The main horcrux config file
cat ~/.horcrux/horcrux.conf
source="/home/ppetraki/" # Ensure trailing slash
encrypt_key=XXXXXX # Public key ID to encrypt backups with
sign_key='-' # Key ID to sign backups with (leave as '-' for no signing)
use_agent=false # Use gpg-agent?
remove_n=3 # Number of full filesets to remove
verbosity=5 # Logs all the file changes (see duplicity man page)
vol_size=25 # Split the backup into 25MB volumes
full_if_old=30D # Cause 'full' operation to perform a full
# backup if older than 360 days
backup_basename='backup' # Directory name for local backups (i.e., destination
# /Volumes/my_drive/backup/ or /media/my_drive/backup/)
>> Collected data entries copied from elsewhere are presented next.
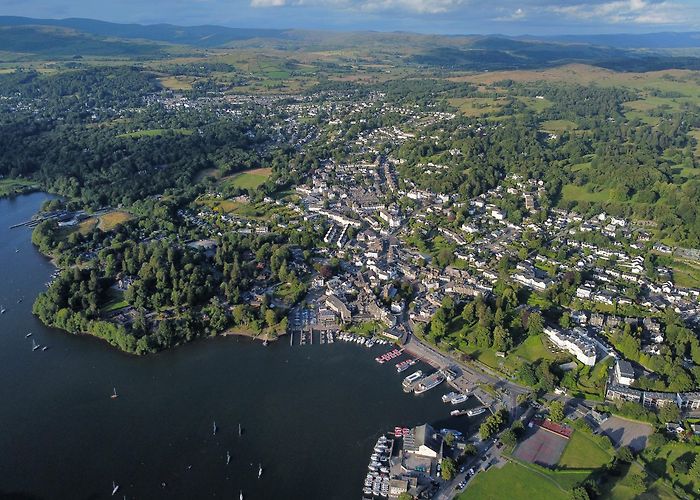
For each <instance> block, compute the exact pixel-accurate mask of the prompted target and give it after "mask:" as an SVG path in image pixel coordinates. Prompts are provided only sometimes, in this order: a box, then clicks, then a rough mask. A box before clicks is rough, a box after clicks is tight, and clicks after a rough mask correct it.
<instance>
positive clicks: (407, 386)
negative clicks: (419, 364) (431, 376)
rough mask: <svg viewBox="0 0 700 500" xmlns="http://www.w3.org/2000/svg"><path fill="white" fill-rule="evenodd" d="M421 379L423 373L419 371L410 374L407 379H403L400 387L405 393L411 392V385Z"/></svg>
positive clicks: (413, 383) (422, 375)
mask: <svg viewBox="0 0 700 500" xmlns="http://www.w3.org/2000/svg"><path fill="white" fill-rule="evenodd" d="M421 377H423V372H422V371H421V370H418V371H417V372H414V373H411V374H410V375H409V376H408V377H406V378H405V379H403V382H402V383H401V385H403V390H404V391H406V392H411V391H412V390H413V385H414V384H415V383H416V382H418V380H420V379H421Z"/></svg>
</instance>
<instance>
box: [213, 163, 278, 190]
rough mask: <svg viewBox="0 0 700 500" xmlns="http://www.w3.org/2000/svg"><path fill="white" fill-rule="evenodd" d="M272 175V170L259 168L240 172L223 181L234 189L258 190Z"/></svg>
mask: <svg viewBox="0 0 700 500" xmlns="http://www.w3.org/2000/svg"><path fill="white" fill-rule="evenodd" d="M270 175H272V169H270V168H257V169H255V170H248V171H246V172H239V173H237V174H234V175H230V176H228V177H224V178H223V179H221V181H222V182H223V183H225V184H226V185H228V186H231V187H234V188H241V189H256V188H257V187H259V186H260V185H262V184H264V183H265V181H266V180H267V179H268V177H270Z"/></svg>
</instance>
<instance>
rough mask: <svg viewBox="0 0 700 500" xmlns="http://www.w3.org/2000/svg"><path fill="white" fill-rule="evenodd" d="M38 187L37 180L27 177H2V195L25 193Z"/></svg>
mask: <svg viewBox="0 0 700 500" xmlns="http://www.w3.org/2000/svg"><path fill="white" fill-rule="evenodd" d="M38 187H39V185H38V184H37V183H36V182H33V181H29V180H25V179H0V197H2V196H9V195H12V194H18V193H24V192H27V191H31V190H32V189H37V188H38Z"/></svg>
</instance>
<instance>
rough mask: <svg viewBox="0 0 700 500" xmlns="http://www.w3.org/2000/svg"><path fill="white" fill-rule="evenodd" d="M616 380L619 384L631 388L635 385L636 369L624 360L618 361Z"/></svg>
mask: <svg viewBox="0 0 700 500" xmlns="http://www.w3.org/2000/svg"><path fill="white" fill-rule="evenodd" d="M615 380H617V383H618V384H622V385H626V386H630V385H632V384H633V383H634V368H632V364H631V363H630V362H629V361H627V360H624V359H619V360H617V363H616V364H615Z"/></svg>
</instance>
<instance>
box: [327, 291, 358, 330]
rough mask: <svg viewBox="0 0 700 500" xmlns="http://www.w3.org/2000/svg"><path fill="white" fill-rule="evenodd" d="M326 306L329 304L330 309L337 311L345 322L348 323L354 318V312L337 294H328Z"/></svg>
mask: <svg viewBox="0 0 700 500" xmlns="http://www.w3.org/2000/svg"><path fill="white" fill-rule="evenodd" d="M326 306H328V308H329V309H330V310H332V311H335V312H336V313H337V314H338V315H339V316H340V319H341V320H342V321H343V323H347V322H349V321H350V320H351V319H352V313H351V312H350V309H348V306H346V305H345V303H344V302H343V301H342V300H340V299H339V298H338V297H336V296H335V295H328V296H326Z"/></svg>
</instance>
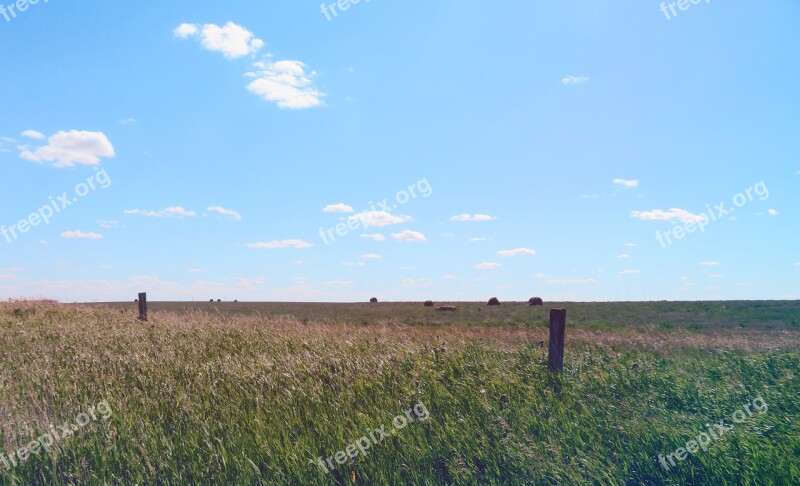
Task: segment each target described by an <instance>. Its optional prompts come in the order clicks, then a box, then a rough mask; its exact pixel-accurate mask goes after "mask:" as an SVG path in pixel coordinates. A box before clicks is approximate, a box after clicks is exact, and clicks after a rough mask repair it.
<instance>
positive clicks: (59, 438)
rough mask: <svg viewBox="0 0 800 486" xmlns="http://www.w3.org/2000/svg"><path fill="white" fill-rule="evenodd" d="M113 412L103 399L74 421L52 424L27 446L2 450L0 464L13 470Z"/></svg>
mask: <svg viewBox="0 0 800 486" xmlns="http://www.w3.org/2000/svg"><path fill="white" fill-rule="evenodd" d="M112 413H113V412H112V411H111V405H109V404H108V401H106V400H103V401H102V402H100V403H98V404H97V405H96V406H92V407H89V409H88V410H87V411H86V412H81V413H79V414H78V415H77V416H75V422H74V423H71V422H64V423H63V424H61V425H58V426H54V425H53V424H50V425H49V426H48V427H47V431H48V433H46V434H43V435H42V436H40V437H39V438H38V439H36V440H34V441H31V442H30V443H28V444H27V445H26V446H25V447H20V448H19V449H17V450H15V451H12V452H8V453H5V454H3V453H1V452H0V464H2V465H3V466H5V471H3V472H8V471H11V470H12V469H14V468H15V467H17V466H19V465H20V464H24V463H25V462H27V461H28V459H30V458H31V457H33V456H38V455H40V454H42V453H44V454H49V453H50V450H52V449H55V448H56V447H58V446H59V445H61V444H62V443H63V442H64V441H66V440H68V439H69V438H71V437H72V436H73V435H74V434H75V433H76V432H78V431H79V430H81V429H82V428H84V427H86V426H87V425H89V424H90V423H92V422H93V421H94V422H97V421H99V420H103V421H106V420H108V419H109V418H111V415H112Z"/></svg>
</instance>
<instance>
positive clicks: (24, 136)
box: [22, 130, 45, 140]
mask: <svg viewBox="0 0 800 486" xmlns="http://www.w3.org/2000/svg"><path fill="white" fill-rule="evenodd" d="M22 136H23V137H26V138H32V139H34V140H44V138H45V137H44V133H42V132H37V131H36V130H25V131H24V132H22Z"/></svg>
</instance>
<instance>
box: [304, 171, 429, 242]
mask: <svg viewBox="0 0 800 486" xmlns="http://www.w3.org/2000/svg"><path fill="white" fill-rule="evenodd" d="M431 194H433V187H431V184H430V182H428V178H427V177H426V178H424V179H420V180H419V181H417V182H416V183H414V184H411V185H409V186H408V188H407V189H401V190H400V191H398V192H397V194H395V195H394V201H393V202H392V201H390V200H389V198H386V199H384V200H383V201H380V202H378V203H377V204H376V203H373V202H372V201H370V203H369V206H370V210H369V211H363V212H361V213H358V214H356V215H353V216H350V217H348V218H347V222H346V223H339V224H337V225H336V226H334V227H331V228H328V229H325V228H320V229H319V233H318V234H319V237H320V238H322V241H323V242H324V243H325V244H326V245H329V244H331V243H333V242H335V241H336V236H339V237H342V238H343V237H345V236H347V234H348V233H350V232H351V231H355V230H357V229H359V228H363V229H366V228H369V227H371V226H376V227H377V226H386V225H388V224H397V223H403V222H405V221H409V220H410V219H411V218H408V217H404V216H395V215H393V214H391V213H392V211H393V210H395V209H397V208H398V207H400V206H402V205H404V204H407V203H408V202H409V201H411V200H412V199H416V198H417V196H421V197H423V198H426V197H430V196H431ZM337 206H338V205H337ZM347 211H349V212H352V208H350V207H349V206H348V207H347Z"/></svg>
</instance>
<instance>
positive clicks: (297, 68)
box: [247, 61, 325, 110]
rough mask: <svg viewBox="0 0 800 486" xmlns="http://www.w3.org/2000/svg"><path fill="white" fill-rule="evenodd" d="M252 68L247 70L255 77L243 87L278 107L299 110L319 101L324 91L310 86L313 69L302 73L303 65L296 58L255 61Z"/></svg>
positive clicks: (318, 101)
mask: <svg viewBox="0 0 800 486" xmlns="http://www.w3.org/2000/svg"><path fill="white" fill-rule="evenodd" d="M253 66H254V67H255V68H256V69H257V71H255V72H250V73H247V76H248V77H250V78H255V79H253V81H251V82H250V84H248V85H247V89H248V90H250V91H251V92H253V93H255V94H257V95H258V96H260V97H261V98H263V99H264V100H266V101H271V102H274V103H277V104H278V107H279V108H289V109H293V110H301V109H307V108H314V107H317V106H321V105H323V102H322V97H323V96H325V93H322V92H321V91H318V90H317V89H316V88H315V87H314V82H313V78H314V77H315V76H316V75H317V73H316V72H315V71H311V72H309V73H306V65H305V64H304V63H302V62H300V61H278V62H275V63H271V62H257V63H255V64H253Z"/></svg>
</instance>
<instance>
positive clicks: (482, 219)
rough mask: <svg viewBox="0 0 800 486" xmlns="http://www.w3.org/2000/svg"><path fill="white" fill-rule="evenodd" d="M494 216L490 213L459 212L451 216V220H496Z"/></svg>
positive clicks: (450, 219) (469, 220) (475, 220)
mask: <svg viewBox="0 0 800 486" xmlns="http://www.w3.org/2000/svg"><path fill="white" fill-rule="evenodd" d="M495 219H497V218H495V217H494V216H489V215H488V214H458V215H456V216H453V217H452V218H450V221H458V222H467V221H476V222H483V221H494V220H495Z"/></svg>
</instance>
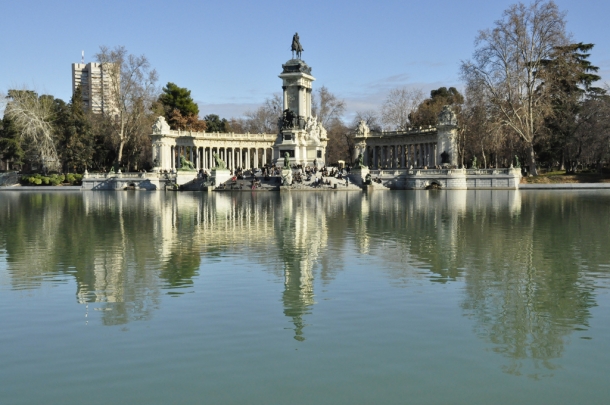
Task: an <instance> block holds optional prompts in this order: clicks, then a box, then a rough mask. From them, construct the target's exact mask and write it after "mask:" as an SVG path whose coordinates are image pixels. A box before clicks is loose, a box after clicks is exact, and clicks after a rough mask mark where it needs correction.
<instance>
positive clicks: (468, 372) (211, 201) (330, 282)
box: [0, 191, 610, 405]
mask: <svg viewBox="0 0 610 405" xmlns="http://www.w3.org/2000/svg"><path fill="white" fill-rule="evenodd" d="M609 287H610V192H608V191H578V192H574V191H544V192H542V191H429V192H428V191H404V192H383V191H382V192H377V191H375V192H372V193H370V194H365V193H359V192H319V193H316V192H301V193H298V192H294V193H290V192H287V193H263V192H258V193H248V192H241V193H233V194H231V193H212V194H201V193H192V194H191V193H165V192H116V193H115V192H82V193H81V192H74V193H70V192H66V193H54V192H12V191H11V192H1V193H0V404H7V405H18V404H377V403H379V404H468V405H473V404H581V403H582V404H607V403H608V402H610V388H609V384H608V382H609V381H610V295H609V289H608V288H609Z"/></svg>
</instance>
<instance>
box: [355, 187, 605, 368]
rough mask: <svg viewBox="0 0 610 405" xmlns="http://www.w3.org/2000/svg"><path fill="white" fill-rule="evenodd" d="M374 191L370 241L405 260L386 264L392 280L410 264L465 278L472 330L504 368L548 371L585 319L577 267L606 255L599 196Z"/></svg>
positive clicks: (410, 265)
mask: <svg viewBox="0 0 610 405" xmlns="http://www.w3.org/2000/svg"><path fill="white" fill-rule="evenodd" d="M375 198H377V199H384V200H385V201H383V204H371V205H375V207H376V208H377V209H376V210H375V211H374V210H373V209H371V210H370V213H369V214H368V218H369V220H368V223H367V224H366V229H367V232H368V240H369V247H368V248H369V249H370V250H371V251H378V253H377V256H382V257H387V259H388V260H390V259H391V258H393V259H394V260H397V261H399V262H400V263H401V264H402V268H401V267H400V266H393V267H392V266H391V265H384V267H385V269H386V271H389V272H390V274H391V275H392V277H395V278H398V279H402V278H412V277H414V273H415V272H416V270H414V269H413V268H425V269H427V270H429V271H430V272H431V276H430V280H431V281H438V282H448V281H450V280H455V279H456V278H458V277H460V278H463V279H464V281H465V283H466V287H465V292H466V296H465V300H464V302H463V304H462V307H463V309H464V311H465V313H466V314H467V315H468V316H470V317H472V318H473V319H475V320H476V326H475V329H476V333H477V335H478V336H481V337H482V338H483V339H485V340H486V341H488V342H490V343H491V344H493V346H494V351H496V352H498V353H501V354H502V355H504V356H506V357H507V358H508V359H509V360H510V362H509V364H508V365H507V366H506V367H505V370H506V371H507V372H510V373H514V374H520V373H522V372H523V370H524V369H525V368H529V364H527V363H524V362H525V361H527V360H531V365H532V367H534V368H535V369H539V368H543V369H547V370H552V369H553V368H554V367H555V366H554V365H553V363H552V360H553V359H557V358H559V357H561V355H562V353H563V350H564V341H565V339H566V337H567V336H568V335H569V334H570V333H571V332H572V331H573V330H574V329H575V328H582V327H586V326H587V322H588V318H589V316H590V313H589V308H590V307H591V306H592V305H594V301H593V296H592V293H591V291H592V285H591V281H590V280H589V279H588V278H587V277H586V276H585V275H584V274H583V273H584V271H585V270H586V269H587V268H591V267H596V266H597V264H599V263H604V260H607V255H605V254H604V246H603V244H604V241H605V240H607V229H608V226H609V225H610V224H608V223H607V222H608V221H607V220H606V219H604V223H600V222H599V221H600V218H599V215H598V213H599V212H602V211H603V208H602V207H603V206H604V202H603V201H600V200H599V199H596V198H594V197H592V198H589V197H587V196H586V194H583V193H579V194H572V195H566V196H558V195H550V194H543V193H535V194H534V193H532V194H527V193H519V192H515V191H505V192H502V191H494V192H491V191H476V192H440V193H418V192H415V193H385V194H380V195H379V196H375V195H374V194H372V195H371V200H372V201H371V203H374V199H375ZM560 218H561V220H559V219H560ZM583 257H586V258H587V261H585V260H584V259H582V258H583ZM527 374H529V375H532V376H536V375H538V372H537V371H532V372H530V371H528V372H527Z"/></svg>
dup_params='--use-agent' # Parameters to pass to Duplicity
This is great as it reduces a backup invocation to this:
$ horcrux inc local_backup
Monitoring
I defined MAILTO in my crontab and also installed mutt and the reconfigured
postfix for local mail delivery. Every night I get a progress report on how
the backups ran.
Conclusion
I've spent quite a bit of time determining how to automate this in and provide
strong encryption. If you have a more secure way to encrypt the backups I would
be happy to hear it.